Project description:Kawasaki disease is an acute, systemic vasculitis that affects the coronary arteries. However, the relationship between myocardial fibrosis and Kawasaki disease has been completely unknown until now. We aimed to provide quantitative information about myocardial fibrosis using cardiac integrated backscatter in Han race Kawasaki disease patients.Ninety Kawasaki disease patients and 90 healthy control subjects were recruited. Based on Kawasaki disease status, the patients were categorized into 3 groups: acute, subacute, and convalescence phase.
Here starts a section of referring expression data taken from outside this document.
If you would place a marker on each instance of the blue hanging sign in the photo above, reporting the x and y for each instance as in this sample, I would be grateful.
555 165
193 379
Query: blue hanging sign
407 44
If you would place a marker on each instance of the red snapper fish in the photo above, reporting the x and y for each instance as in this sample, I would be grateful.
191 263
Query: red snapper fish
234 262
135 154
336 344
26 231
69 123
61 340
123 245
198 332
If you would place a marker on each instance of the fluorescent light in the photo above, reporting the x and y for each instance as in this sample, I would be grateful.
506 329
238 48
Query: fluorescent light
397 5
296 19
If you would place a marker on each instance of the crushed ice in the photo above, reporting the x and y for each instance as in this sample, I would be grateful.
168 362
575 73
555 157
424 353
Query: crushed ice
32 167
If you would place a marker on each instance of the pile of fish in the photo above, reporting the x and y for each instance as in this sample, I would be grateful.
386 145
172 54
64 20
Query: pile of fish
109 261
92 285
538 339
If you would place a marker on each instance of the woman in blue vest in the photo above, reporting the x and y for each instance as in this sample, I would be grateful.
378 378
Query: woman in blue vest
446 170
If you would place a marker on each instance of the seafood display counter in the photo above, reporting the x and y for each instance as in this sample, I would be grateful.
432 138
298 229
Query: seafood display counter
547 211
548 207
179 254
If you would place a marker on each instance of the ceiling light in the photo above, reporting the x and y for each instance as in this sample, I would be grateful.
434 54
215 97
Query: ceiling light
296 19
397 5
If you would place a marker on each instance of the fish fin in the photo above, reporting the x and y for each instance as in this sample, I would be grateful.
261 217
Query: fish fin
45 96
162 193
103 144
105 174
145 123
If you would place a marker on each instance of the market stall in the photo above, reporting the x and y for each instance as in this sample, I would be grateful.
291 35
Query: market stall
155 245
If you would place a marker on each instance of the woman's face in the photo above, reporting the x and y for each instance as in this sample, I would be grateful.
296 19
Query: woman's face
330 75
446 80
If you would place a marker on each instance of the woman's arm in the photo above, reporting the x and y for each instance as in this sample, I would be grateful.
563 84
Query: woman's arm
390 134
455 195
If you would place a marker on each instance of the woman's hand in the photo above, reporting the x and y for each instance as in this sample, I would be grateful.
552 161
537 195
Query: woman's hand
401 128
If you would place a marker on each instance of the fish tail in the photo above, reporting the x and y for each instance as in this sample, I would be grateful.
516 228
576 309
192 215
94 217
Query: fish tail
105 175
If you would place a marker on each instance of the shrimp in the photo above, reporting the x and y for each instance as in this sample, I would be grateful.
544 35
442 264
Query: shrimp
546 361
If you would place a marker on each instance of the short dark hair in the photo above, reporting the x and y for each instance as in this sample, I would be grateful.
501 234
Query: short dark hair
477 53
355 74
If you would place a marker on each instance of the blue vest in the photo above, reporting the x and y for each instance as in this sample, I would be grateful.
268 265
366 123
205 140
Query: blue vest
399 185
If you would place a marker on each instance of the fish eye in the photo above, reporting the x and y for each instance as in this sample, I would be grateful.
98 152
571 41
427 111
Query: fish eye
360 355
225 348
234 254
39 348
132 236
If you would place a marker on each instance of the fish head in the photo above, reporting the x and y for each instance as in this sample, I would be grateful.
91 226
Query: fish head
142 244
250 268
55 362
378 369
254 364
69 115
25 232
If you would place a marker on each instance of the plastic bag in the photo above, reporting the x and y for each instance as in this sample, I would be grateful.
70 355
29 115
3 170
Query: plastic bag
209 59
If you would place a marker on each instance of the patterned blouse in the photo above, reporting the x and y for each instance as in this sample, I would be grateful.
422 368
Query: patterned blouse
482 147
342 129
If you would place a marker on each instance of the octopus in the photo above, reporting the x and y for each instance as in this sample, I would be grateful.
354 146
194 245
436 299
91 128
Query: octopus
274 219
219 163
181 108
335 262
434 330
Based on coronary artery status, the Kawasaki disease patients were categorized into 3 groups: without coronary artery lesions, with coronary artery dilation, and with coronary artery aneurysms. All subjects underwent two-dimensional and Doppler examinations to measure clinical echocardiographic parameters. Myocardial fibrosis was detected with calibrated integrated backscatter imaging.Left ventricle systolic functions were normal in both the Kawasaki disease and control participants. The myocardial calibrated integrated backscatter values of the left ventricles of the acute (p < 0.001), subacute (p < 0.001) and convalescence phase (p < 0.001) Kawasaki disease patients were significantly greater than those of the healthy controls. The left ventricle myocardial calibrated integrated backscatter values were significantly smaller in the Kawasaki disease patients without coronary artery lesions than in the Kawasaki disease patients with coronary artery dilations and coronary artery aneurysms in different phases. The left ventricle myocardial calibrated integrated backscatter results were positively correlated with coronary artery status in the acute (r = 0.331, p < 0.001), subacute (r = 0.456, p < 0.001) and convalescence phases (r = 0.407, p < 0.001) of Kawasaki disease.Our findings may suggest that myocardial fibrosis occurs during early episodes of Kawasaki disease given uncertainties that exist regarding correlations of calibrated integrated backscatter and myocardial fibrosis.